Determine the point estimate and its standard error.

In [None]:
gamma_hat=
se_gamma=
tstat=(gamma_hat-1)/se_gamma
print('gamma_hat (SE): %7.4f (%7.4f)' % (gamma_hat,se_gamma) )
print('t-stat: %7.4f' % tstat);

### **(c)** Then estimate the standard error of $\hat{\gamma}$ using a paired bootstrap. Compare this to $SE[\hat{\gamma}]$ from part (b) and explain the difference. For the bootstrap use $B=25$ and $B=200$.

In [None]:
w=np.vstack( (y,x1,x2) ).T                # make pairs
for BOOTREP in (25,200,1000):
    gammaB_hat=np.zeros(BOOTREP)              # initialise to zero
    se_gammaB=np.zeros(BOOTREP)
    tB=np.zeros(BOOTREP)
    np.random.seed(3)
    for b in range(BOOTREP):
        index=np.random.randint(N,size=N)  # select the indices  
        wB=np.copy(w[index,])              # resample from data
        yB=wB[:,0]
        XB=np.vstack( (const,wB[:,1],wB[:,2]) ).T
        bB_ols,SEB,resB=OLS(yB,XB)         # obtain bootstrap estimates using OLS(.)-function    
        gammaB_hat[b]=
        
        se_gammaB[b]=
        tB[b]=(gammaB_hat[b]-gamma_hat)/se_gammaB[b]
    print('Results paired boostrap (B=%d):' % BOOTREP)
    print('  Bootstrapped SE:  %7.4f' % np.std(gammaB_hat,ddof=1))
    print('  t-stat (SE.boot): %7.4f\n' % ((gamma_hat-1)/np.std(gammaB_hat,ddof=1)) )

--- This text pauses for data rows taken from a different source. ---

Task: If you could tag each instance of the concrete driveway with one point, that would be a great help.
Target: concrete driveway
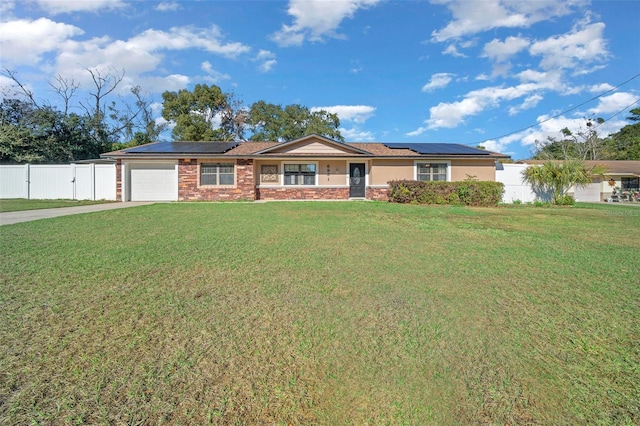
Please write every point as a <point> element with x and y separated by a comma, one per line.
<point>9,218</point>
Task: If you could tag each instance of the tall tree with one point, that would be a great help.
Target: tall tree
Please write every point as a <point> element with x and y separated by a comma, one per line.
<point>582,144</point>
<point>196,114</point>
<point>38,135</point>
<point>109,121</point>
<point>270,122</point>
<point>555,177</point>
<point>625,143</point>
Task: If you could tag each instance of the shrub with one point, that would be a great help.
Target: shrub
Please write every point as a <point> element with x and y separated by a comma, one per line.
<point>470,193</point>
<point>566,200</point>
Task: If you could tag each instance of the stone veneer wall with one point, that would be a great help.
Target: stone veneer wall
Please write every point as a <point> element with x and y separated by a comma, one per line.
<point>378,194</point>
<point>302,193</point>
<point>188,189</point>
<point>118,180</point>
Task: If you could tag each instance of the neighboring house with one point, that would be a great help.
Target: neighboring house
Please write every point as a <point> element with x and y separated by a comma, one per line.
<point>621,176</point>
<point>312,167</point>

### **(d)** Now test $H_0:\gamma=1$ at level 0.05 using a paired bootstrap with $B=999$. Perform bootstrap tests without asymptotic refinement, i.e. using $SE_{Boot}[\hat{\gamma}]$ of (c),  and with asymptotic refinement, i.e. using $T^*=(\hat{\gamma}^*-\hat{\gamma})/SE(\hat{\gamma}^*)$.